The research team started by identifying genetic variants linked to higher testosterone levels and then evaluated how these variants showed relationships with the results. Since a genetic code is selected before birth, it remains almost completely the same throughout life (with the exception of a few tragic exceptions, such as radiation exposure and cancer). This dramatically reduced the chances of the variants being altered by health, socio-economic scenarios, and other environmental characteristics encountered over a lifetime. Due to this firm variable, any associated result observed that scientists related to testosterone would show a very strong influence of testosterone on a person’s end result in life.

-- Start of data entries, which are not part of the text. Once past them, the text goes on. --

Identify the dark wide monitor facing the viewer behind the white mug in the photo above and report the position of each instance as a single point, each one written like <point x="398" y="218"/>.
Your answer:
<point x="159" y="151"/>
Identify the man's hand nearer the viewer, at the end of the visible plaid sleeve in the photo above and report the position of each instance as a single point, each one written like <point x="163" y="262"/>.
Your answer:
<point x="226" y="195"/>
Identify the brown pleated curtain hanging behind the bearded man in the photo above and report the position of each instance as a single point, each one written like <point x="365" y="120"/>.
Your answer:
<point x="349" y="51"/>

The role of testosterone in the outcome of life is practically nil
In the past, studies attempting to link men with high testosterone levels with common goals in society, such as higher family income, better neighborhood conditions, the likelihood of graduating from college and getting a job. skilled or coveted employment reported a positive correlation. Such salad days studies have also found a link between higher testosterone levels in women and lower incomes, living in a less affluent neighborhood and less likely to graduate from college. Previous studies have also established a higher link of testosterone in men with better health, with the opposite effect in women and a greater chance of risky behavior in men.

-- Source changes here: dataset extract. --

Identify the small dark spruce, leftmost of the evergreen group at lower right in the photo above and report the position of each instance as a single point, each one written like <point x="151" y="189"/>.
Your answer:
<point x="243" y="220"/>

In contrast, the new study found almost no evidence linking genetic variants linked to testosterone levels to any outcome, for men or women. The researchers therefore concluded that there is little evidence to significantly (or scientifically) link testosterone levels to health, socio-economic position, or risk behaviors, for both women and men. . “Higher testosterone levels in men have already been linked to various types of social success,” said Hughes. “A study of male executives found that testosterone was higher for those with more subordinates. A study of male financial traders found that higher testosterone correlated with greater daily profits,” in addition higher education, self-employment and entrepreneurship. But while testosterone is linked to making a person more assertive or prone to take risks, “there are other explanations.”

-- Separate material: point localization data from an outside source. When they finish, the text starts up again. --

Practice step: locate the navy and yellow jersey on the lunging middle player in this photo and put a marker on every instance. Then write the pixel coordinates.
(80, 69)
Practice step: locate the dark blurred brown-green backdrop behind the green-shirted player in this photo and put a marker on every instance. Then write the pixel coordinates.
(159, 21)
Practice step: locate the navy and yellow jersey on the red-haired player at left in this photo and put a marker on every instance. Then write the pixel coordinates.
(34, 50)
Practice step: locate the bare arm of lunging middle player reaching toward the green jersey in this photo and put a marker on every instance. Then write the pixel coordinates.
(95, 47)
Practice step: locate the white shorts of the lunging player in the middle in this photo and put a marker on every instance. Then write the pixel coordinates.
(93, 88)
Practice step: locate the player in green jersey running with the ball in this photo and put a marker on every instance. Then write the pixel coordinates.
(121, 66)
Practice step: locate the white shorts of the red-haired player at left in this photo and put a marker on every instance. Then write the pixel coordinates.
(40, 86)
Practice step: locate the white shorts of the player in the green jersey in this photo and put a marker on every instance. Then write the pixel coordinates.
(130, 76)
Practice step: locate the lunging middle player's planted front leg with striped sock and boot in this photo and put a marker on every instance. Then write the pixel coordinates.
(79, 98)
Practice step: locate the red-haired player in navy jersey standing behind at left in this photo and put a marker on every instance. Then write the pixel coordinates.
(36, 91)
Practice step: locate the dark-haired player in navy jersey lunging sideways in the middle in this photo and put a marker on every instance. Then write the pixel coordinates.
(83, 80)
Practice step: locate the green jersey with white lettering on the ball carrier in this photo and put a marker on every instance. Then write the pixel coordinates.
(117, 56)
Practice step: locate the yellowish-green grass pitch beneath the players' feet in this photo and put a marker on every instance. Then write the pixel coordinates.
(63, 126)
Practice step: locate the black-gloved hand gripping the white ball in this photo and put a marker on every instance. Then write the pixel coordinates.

“For example, a link between higher testosterone levels and success might simply reflect an influence of good health on both,” Hughes said in the embargoed statement. “Alternatively, socio-economic circumstances could affect testosterone levels. A person’s perception of their own success could influence testosterone: in studies of sports matches, it was found that testosterone increased in the winner compared to to the loser. ” In other words, a higher testosterone level is often a consequence of success, which in turn is caused by something else. After years of fad takes and misleading hits, it looks like we are coming to a place, based on empirical evidence, where we can finally say that the role of testosterone in life outcome is much less. that many of us have been led to believe.